Friday, January 16, 2009

Valle - Day 4 All Alone at the Lake

Today is a challenge to report. Not because the adventure was stale or bad things happened but because the author won. – It just seems strange to write about ones own good fortune, but thus was the story of the day.

A combination of factors led to decisions as follows: It rained very, very hard last night. Wet ground = late lift so we texted our driver to push back an hour. – Best guess is that the driver, a very experienced local pilot didn’t get the message so he showed up on schedule at 9:00. The problem was we figured he got the message and would show at 10:00. Well, he waited for us to come out and load up at 9:00, we didn’t and the connection was lost. –
North East winds and heavy skies had already made many wonder if flying would happen at all and conversation shifted toward a ground excursion to the butterflies.
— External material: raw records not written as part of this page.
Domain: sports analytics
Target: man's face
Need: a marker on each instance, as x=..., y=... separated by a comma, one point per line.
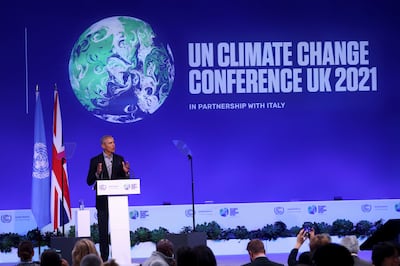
x=108, y=145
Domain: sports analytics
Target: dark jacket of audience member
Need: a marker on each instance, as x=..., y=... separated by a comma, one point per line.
x=257, y=254
x=25, y=253
x=163, y=256
x=204, y=256
x=351, y=243
x=385, y=253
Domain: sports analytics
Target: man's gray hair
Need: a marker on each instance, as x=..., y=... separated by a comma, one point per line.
x=351, y=243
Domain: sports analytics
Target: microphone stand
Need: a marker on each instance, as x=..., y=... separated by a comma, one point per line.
x=191, y=172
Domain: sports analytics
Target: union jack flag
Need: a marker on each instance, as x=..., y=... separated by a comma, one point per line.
x=60, y=197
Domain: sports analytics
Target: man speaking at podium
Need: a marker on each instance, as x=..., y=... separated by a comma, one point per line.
x=106, y=165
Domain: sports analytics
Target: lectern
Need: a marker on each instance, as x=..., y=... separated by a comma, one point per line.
x=117, y=191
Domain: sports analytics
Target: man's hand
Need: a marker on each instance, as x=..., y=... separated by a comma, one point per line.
x=301, y=238
x=99, y=169
x=126, y=167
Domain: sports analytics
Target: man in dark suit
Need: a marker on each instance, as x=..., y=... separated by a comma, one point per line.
x=257, y=254
x=106, y=165
x=351, y=243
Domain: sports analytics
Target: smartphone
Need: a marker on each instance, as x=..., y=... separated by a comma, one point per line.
x=308, y=226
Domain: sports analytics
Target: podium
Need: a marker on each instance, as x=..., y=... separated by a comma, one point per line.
x=117, y=191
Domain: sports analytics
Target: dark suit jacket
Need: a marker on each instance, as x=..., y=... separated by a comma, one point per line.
x=117, y=172
x=262, y=261
x=360, y=262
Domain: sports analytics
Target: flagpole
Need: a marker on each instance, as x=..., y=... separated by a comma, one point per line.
x=62, y=186
x=62, y=194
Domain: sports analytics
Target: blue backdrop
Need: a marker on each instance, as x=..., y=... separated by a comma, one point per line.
x=304, y=145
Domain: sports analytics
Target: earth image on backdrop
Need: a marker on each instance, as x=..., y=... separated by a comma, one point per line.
x=119, y=72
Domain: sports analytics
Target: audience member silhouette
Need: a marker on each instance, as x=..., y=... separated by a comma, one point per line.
x=163, y=256
x=385, y=254
x=332, y=254
x=82, y=248
x=316, y=240
x=305, y=257
x=257, y=254
x=50, y=257
x=204, y=256
x=26, y=253
x=185, y=256
x=91, y=260
x=111, y=262
x=351, y=243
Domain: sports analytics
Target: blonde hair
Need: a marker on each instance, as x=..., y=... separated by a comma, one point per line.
x=82, y=248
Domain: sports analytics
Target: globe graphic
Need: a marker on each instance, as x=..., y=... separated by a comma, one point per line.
x=119, y=71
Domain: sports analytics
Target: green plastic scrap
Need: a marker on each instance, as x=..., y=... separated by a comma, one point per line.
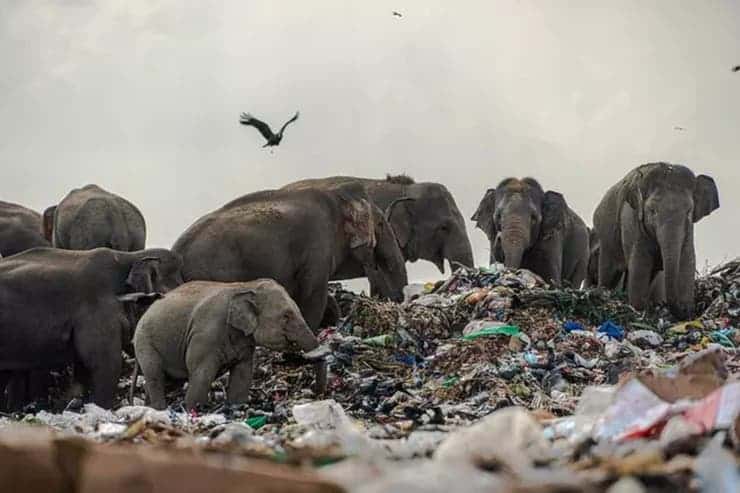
x=256, y=422
x=450, y=381
x=502, y=330
x=384, y=340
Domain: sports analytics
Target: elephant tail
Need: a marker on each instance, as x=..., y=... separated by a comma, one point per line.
x=132, y=388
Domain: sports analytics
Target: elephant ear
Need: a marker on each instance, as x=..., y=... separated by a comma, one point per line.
x=554, y=213
x=483, y=216
x=243, y=314
x=400, y=215
x=358, y=219
x=142, y=277
x=631, y=192
x=48, y=222
x=706, y=197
The capper was that the driver “didn’t show at 10:00” so it seemed that the local expert pilot was confirming the decision to go for a big hike and see the touted insects.
Being an extremely slow hiker and a totally addicted pilot I determined that after hiking 2 hrs. I would meet the crew on their way down from the butterflies and there was no logic in me going on the vaunted hike.
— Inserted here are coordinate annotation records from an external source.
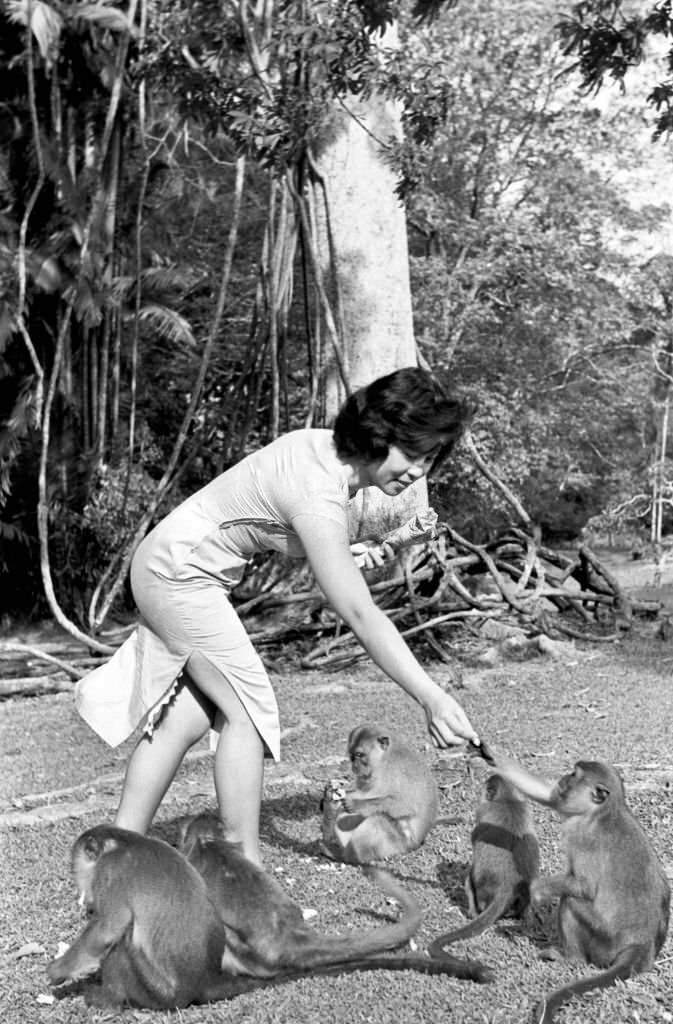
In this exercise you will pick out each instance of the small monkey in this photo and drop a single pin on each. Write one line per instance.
(391, 806)
(152, 931)
(505, 862)
(267, 934)
(615, 898)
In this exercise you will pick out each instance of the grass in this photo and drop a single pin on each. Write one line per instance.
(608, 701)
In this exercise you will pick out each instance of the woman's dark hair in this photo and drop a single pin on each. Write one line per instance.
(408, 409)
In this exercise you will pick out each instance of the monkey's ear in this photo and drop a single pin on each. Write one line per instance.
(91, 848)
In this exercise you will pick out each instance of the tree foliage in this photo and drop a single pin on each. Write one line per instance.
(123, 129)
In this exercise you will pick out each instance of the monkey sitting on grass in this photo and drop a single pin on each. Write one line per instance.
(614, 895)
(505, 862)
(390, 807)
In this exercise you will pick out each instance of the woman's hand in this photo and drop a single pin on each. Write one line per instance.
(448, 723)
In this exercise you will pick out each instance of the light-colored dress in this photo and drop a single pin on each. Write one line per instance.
(182, 574)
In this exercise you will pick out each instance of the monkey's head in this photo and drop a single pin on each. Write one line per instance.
(87, 851)
(200, 826)
(368, 744)
(589, 787)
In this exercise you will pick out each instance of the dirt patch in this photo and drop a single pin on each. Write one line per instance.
(612, 701)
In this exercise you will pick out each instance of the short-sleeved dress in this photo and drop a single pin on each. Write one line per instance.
(184, 569)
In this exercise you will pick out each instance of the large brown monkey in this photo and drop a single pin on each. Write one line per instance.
(505, 861)
(391, 807)
(615, 898)
(271, 936)
(152, 931)
(156, 939)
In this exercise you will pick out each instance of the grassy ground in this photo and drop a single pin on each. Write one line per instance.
(610, 701)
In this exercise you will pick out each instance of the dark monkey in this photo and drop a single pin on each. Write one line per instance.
(152, 931)
(505, 861)
(615, 898)
(266, 933)
(391, 807)
(156, 939)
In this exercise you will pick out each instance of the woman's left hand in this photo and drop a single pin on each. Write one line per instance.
(448, 723)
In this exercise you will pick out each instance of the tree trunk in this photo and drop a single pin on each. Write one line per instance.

I returned with intentions of grabbing my kit and heading out solo but on thinking about the effort to go alone I decided to explore the city.
Just as I left our compound I saw Doug coming from the cab stand with the report that he had tossed the hike and had a connection to launch so the day was on for an attempt at flight with my renowned instructor.
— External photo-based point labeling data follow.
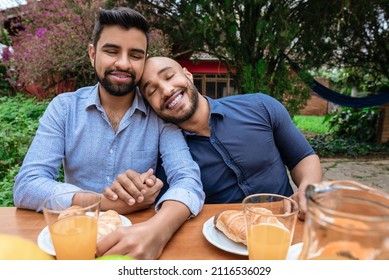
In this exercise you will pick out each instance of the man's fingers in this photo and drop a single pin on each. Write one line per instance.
(109, 194)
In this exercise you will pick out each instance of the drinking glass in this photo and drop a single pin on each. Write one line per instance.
(270, 224)
(345, 221)
(73, 230)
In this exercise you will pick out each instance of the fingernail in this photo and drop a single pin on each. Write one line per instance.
(131, 201)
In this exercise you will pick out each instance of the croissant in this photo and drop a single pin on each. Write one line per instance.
(108, 222)
(232, 222)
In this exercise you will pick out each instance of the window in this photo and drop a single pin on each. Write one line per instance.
(214, 86)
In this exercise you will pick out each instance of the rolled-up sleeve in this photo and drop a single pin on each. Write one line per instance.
(183, 173)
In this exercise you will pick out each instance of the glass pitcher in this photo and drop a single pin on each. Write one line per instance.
(346, 221)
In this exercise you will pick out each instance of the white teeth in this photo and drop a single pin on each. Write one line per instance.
(175, 101)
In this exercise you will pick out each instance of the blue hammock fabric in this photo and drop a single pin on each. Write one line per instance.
(338, 98)
(348, 101)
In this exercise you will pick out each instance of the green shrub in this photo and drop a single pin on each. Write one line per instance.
(360, 124)
(328, 145)
(18, 122)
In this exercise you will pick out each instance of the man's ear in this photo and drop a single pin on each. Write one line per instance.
(92, 54)
(188, 74)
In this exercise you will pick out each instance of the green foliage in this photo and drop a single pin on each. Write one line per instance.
(328, 145)
(360, 124)
(6, 187)
(52, 46)
(18, 122)
(311, 124)
(249, 37)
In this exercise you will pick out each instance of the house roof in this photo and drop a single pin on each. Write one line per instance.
(8, 4)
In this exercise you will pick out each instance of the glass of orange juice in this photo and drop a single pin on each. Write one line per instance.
(270, 224)
(72, 221)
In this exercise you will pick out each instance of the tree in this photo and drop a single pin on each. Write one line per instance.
(349, 36)
(51, 48)
(252, 38)
(248, 37)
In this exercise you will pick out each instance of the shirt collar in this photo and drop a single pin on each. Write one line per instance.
(138, 103)
(215, 107)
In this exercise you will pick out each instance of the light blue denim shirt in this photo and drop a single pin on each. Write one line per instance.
(75, 131)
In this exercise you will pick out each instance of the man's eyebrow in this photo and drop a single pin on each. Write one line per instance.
(109, 45)
(158, 73)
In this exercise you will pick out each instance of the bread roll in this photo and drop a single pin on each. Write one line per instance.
(74, 210)
(108, 222)
(232, 222)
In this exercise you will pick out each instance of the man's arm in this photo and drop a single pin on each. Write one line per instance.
(146, 240)
(307, 171)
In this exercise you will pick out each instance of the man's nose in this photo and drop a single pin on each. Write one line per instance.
(166, 89)
(123, 62)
On launch we found no one flying and many unsure if the day would work at all but the worried winds were wondrously wistful. Flow started and the wind dummies began to soar.
I took a number of launch videos of Rob’s crew and slowly readied for launch. Cycles were just fine and the lift off launch was smooth and solid. – One continuous climb put me near 9,000 feet over launch as Doug called for OTB (over the back) on topping the climb.
I was 150 under him and figured an extra turn in feathery lift would be good and as I came around I got an even stronger (beep beep) while I watching Doug head out and DOWN!. – The line he took just slammed him and I continued to climb. After 3 more turns Doug was coming back to climb again and I was topping out at just over 10K.
Having watched his line succumb to dreaded sink I took a line more to the left and down a ridge.
The decision to wait and climb, watch and adjust, work with amazing benefits. My glide to Sacramatati was full of 00’s and -100, I got to West point of the hill with 8K or better. The hill looked good so I went right but that was sink so I back tracked to the West, up hill and closer to the ground but was rewarded with wonderful rising air that took me to the convergence.
Once in the clouds it was sweet. I set course for the north and rode the line out of the clouds. After going back for a second pass, and out again it seemed the lake was even closer. I called to Doug that I had lake on glide and tucked it in for some video work on final glide.
I was 1500 or better over the lake and threw down as best I could with a cranked spiral and a couple of marginal wingover before landing a cool line over the city. One of the hidden sweetness’s of the day was that the butterfly crew witnessed my approach on their way back into town and came with high fives to the lake LZ. I was one of 8 to make it to the LZ today and the only one without a pod.
The moral of the day was “Only those on launch get a chance to fly!”
New use for Stuff Sack / Rain Coat

Out For Dinner
P.S. The day ended with dancing down stairs -
- This morning is a mixed bag - Great Skys, Great Food but the bummer that most of the crew is driving to Mexico City this evening. - Tim, CJ, Roger, Darline & Derek thank you all for a great time. Till we fly together again. The Aerial Crew is alwasy great but this selection was particularly special.